Andrea Camilleri, nel libro “La linea della palma” a cura di Saverio Lodato, Rizzoli, 2012, racconta così il suo ultimo anno di liceo. Nel luglio del 1943 in Sicilia le truppe della 7° armata americana insieme agli alleati britannici pervadevano le strade di città e paesi, dal cielo come pioggia cadevano bombe, e nel trambusto generale della grande guerra la scuola si fermò.

Oggi 4 marzo 2020 nelle strade non si vedono correre soldati e nel cielo non rombano i motori dei caccia, ma si combatte lo stesso contro un subdolo nemico: nome in codice COVID-19. Invisibile ma allo stesso modo capace di arrestare in poco più di un mese il cuore pulsante del nostro paese: l’istruzione.

Invitabile, quindi, l’annuncio della Ministra dell’Istruzione che ordina la chiusura in via precauzionale di scuole e atenei universitari da domani 5 marzo in tutt’Italia.

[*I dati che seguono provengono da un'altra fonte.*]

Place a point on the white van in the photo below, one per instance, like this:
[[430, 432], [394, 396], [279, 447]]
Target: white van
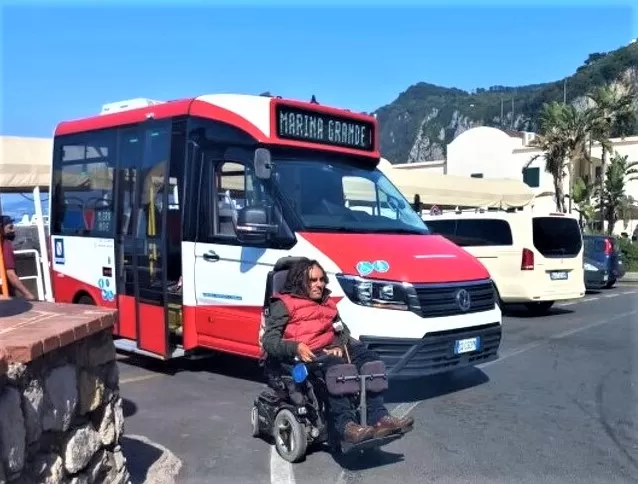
[[534, 259]]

La misura è stata presa con un decreto in vigore da oggi che sarà firmato entro questa sera dal presidente del Consiglio.

È un duro colpo per il nostro paese, come fossimo in guerra. Le domande e le preoccupazioni sulla salvaguardia dell’anno scolastico crescono: la serrata rischia di compromettere interi programmi di studio e la situazione lavorativa di migliaia di docenti e personale ATA. Ma bisogna reagire, preparare una resistenza fatta da didattica a distanza, compiti a casa, letture, e soprattutto legami familiari da riannodare, per provare a tenere alta e non ammainare la bandiera della cultura.